Figure 2. Inflammation in Parkinson's Disease

Prominent neuropathological hallmarks of Parkinson's disease (PD) are the loss of dopaminergic neurons in the substantia nigra of the midbrain and the presence of intracellular inclusions containing aggregates of the α-synuclein protein, called Lewy bodies. Besides forming Lewy bodies, aggregates of α-synuclein form intermediate-state oligomers that when released from neurons activate microglia through Toll-like receptor (TLR)-independent mechanisms. This leads to activation of NF-κB and production of reactive oxygen species (ROS) and proinflammatory mediators. These factors act directly on dopaminergic neurons of the substantia nigra, which are the principal (although not the only) neurons that die in PD. These factors also activate microglia, which amplify the inflammatory response in a positive feedback loop, leading to further activation of microglia.
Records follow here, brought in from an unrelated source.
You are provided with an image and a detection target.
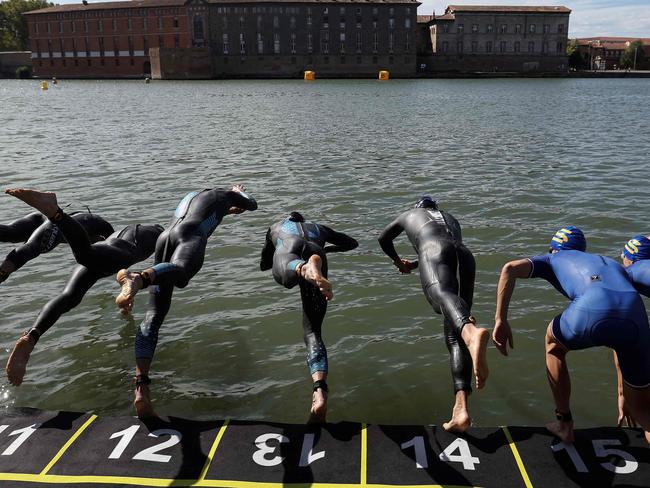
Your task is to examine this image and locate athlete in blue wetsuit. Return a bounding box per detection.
[116,185,257,417]
[0,212,113,283]
[493,226,650,443]
[6,188,163,386]
[260,212,359,423]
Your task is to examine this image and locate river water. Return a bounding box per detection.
[0,79,650,427]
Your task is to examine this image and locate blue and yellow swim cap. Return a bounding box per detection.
[551,225,587,252]
[415,195,438,208]
[621,234,650,262]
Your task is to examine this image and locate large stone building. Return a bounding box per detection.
[418,5,571,73]
[26,0,420,78]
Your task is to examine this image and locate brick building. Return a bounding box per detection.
[576,37,650,70]
[418,5,571,73]
[21,0,420,78]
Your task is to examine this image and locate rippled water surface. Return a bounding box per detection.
[0,79,650,426]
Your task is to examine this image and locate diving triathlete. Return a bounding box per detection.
[0,211,114,283]
[115,185,257,418]
[6,188,163,386]
[379,196,490,432]
[614,235,650,443]
[260,212,359,423]
[492,226,650,443]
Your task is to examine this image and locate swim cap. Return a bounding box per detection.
[621,235,650,261]
[414,195,438,208]
[550,225,587,252]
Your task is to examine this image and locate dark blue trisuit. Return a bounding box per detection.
[0,212,114,278]
[29,212,163,341]
[135,189,257,359]
[260,217,359,374]
[530,250,650,388]
[379,208,476,392]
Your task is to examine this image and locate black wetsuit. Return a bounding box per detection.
[29,213,163,346]
[260,217,359,374]
[379,208,476,392]
[135,189,257,359]
[0,212,114,278]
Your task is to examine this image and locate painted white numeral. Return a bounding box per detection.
[591,439,639,474]
[551,442,589,473]
[400,435,429,469]
[133,429,183,463]
[299,434,325,468]
[108,425,140,459]
[2,424,41,456]
[253,434,289,466]
[439,438,481,471]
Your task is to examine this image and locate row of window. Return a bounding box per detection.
[441,24,564,34]
[221,15,411,30]
[32,17,179,34]
[222,31,411,55]
[217,7,411,16]
[35,34,181,58]
[440,41,564,54]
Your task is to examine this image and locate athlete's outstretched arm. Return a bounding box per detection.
[492,259,533,356]
[260,228,275,271]
[378,215,410,274]
[319,225,359,253]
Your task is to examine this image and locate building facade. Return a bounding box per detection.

Products derived from microglia and astrocytes act in a combinatorial manner to promote neurotoxicity. Bacterial lipopolysaccharide (LPS), acting primarily through TLR4 expressed by microglia, is sufficient to induce an inflammatory response in the substantia nigra that results in loss of dopaminergic neurons. The transcription factor NURR1 acts to suppress inflammatory responses in microglia and astrocytes by inhibiting NF-κB target genes.
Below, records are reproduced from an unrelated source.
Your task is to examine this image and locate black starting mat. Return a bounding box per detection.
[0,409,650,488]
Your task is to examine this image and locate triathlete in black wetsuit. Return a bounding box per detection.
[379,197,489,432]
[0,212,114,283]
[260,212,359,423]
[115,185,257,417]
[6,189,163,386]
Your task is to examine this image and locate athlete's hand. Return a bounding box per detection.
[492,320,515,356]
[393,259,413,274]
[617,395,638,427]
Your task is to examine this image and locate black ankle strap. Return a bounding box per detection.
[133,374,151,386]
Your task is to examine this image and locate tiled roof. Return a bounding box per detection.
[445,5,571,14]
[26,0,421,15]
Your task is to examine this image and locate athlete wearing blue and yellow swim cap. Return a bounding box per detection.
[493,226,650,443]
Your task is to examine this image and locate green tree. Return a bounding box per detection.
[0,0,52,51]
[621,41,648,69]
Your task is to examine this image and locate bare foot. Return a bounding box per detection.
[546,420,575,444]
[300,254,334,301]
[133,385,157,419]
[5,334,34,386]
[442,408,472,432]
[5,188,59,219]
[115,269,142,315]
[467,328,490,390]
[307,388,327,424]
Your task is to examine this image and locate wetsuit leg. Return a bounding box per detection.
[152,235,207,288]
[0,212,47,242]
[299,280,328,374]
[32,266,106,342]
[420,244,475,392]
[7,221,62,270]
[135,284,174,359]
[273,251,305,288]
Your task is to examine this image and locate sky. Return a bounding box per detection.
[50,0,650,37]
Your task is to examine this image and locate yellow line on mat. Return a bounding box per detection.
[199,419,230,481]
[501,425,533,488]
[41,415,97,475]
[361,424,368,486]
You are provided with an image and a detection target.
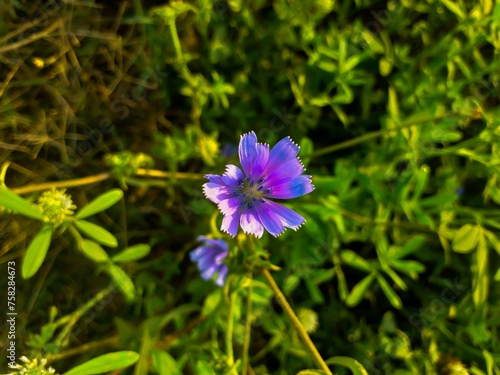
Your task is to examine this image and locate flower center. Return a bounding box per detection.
[241,178,271,205]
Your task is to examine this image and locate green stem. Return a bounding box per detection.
[310,116,462,159]
[169,19,183,64]
[262,269,333,375]
[10,168,204,195]
[226,292,236,366]
[54,285,116,347]
[242,271,253,375]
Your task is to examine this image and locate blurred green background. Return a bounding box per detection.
[0,0,500,375]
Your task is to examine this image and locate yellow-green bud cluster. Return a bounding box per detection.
[36,189,76,226]
[198,135,219,165]
[8,356,57,375]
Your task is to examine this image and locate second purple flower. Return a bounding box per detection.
[203,132,314,238]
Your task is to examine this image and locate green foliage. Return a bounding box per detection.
[64,351,139,375]
[0,0,500,375]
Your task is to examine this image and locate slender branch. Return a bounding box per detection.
[226,292,236,366]
[11,168,204,195]
[242,271,253,375]
[11,173,111,195]
[47,335,120,364]
[312,116,460,159]
[262,269,332,375]
[136,168,205,180]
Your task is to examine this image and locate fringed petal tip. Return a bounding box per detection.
[287,136,300,150]
[220,228,238,238]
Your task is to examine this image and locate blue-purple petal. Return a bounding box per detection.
[255,201,285,237]
[219,195,243,215]
[263,137,300,176]
[264,199,306,230]
[265,175,314,199]
[203,182,234,204]
[221,207,242,237]
[222,164,245,186]
[238,132,257,176]
[215,265,228,286]
[264,158,305,189]
[240,204,264,238]
[250,143,269,180]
Figure 3. Inflammation in Amyotrophic Lateral Sclerosis

The pathology of amyotrophic lateral sclerosis (ALS) is characterized by degeneration of motor neurons. Familial ALS is caused by mutations in the SOD1 gene, but the genes mutated in sporadic ALS are not yet defined. Progressive neurodegeneration of motor neurons in ALS may result from a combination of intrinsic motor neuron vulnerability to aggregates of mutant SOD1 protein and non-cell-autonomous toxicity exerted by neighboring cells. Toxic aggregates can induce inflammatory responses by microglia via Toll-like receptor 2 (TLR2) and CD14. Microglia can induce astrocyte activation by producing cytokines. Activated microglia and astrocytes amplify the initial damage to the motor neurons by activating AP-1 and NF-κB through production of proinflammatory cytokines and apoptosis-triggering molecules such as TNF-α and FASL. TNF-α and IL-1β exert neurotoxic effects in vitro, but deletion of the individual genes does not affect the course of the disease in an animal model. Dying motor neurons release ATP that can further activate microglia through the purinergic receptor P2X7 expressed by microglia.

Figure 4. Inflammation in Multiple Sclerosis

Infection by bacteria or viruses or other environmental stimuli trigger the activation of microglia and astrocytes in multiple sclerosis (MS), leading to the production of proinflammatory cytokines through activation of the transcription factors NF-κB and AP-1. Naive T cells recognize myelin-derived antigen presented in the context of MHC molecules by antigen-presenting cells. In the presence of IL-6 and TGF-β, the naïve T cells are induced to express retinoic acid receptor-related orphan receptor γt (RORγt) and differentiate into Th17 cells. Activated microglia and astrocytes secrete IL-23 and osteopontin, which induce Th17 cells to secrete IL-17 and TNF-α resulting in damage to the myelin sheath that protects nerve axons. Activated astrocytes produce BAFF, a survival factor for autoreactive B cells, which differentiate into plasma cells and produce anti-myelin antibodies. Activated microglia and astrocytes are also sources of reactive oxygen species (ROS) and nitric oxide (NO), which contribute to the destruction of the myelin sheath and of the neurons themselves. Regulatory T cells (Treg) that express Foxp3 suppress the activity of Th17 cells and thus help to suppress inflammation.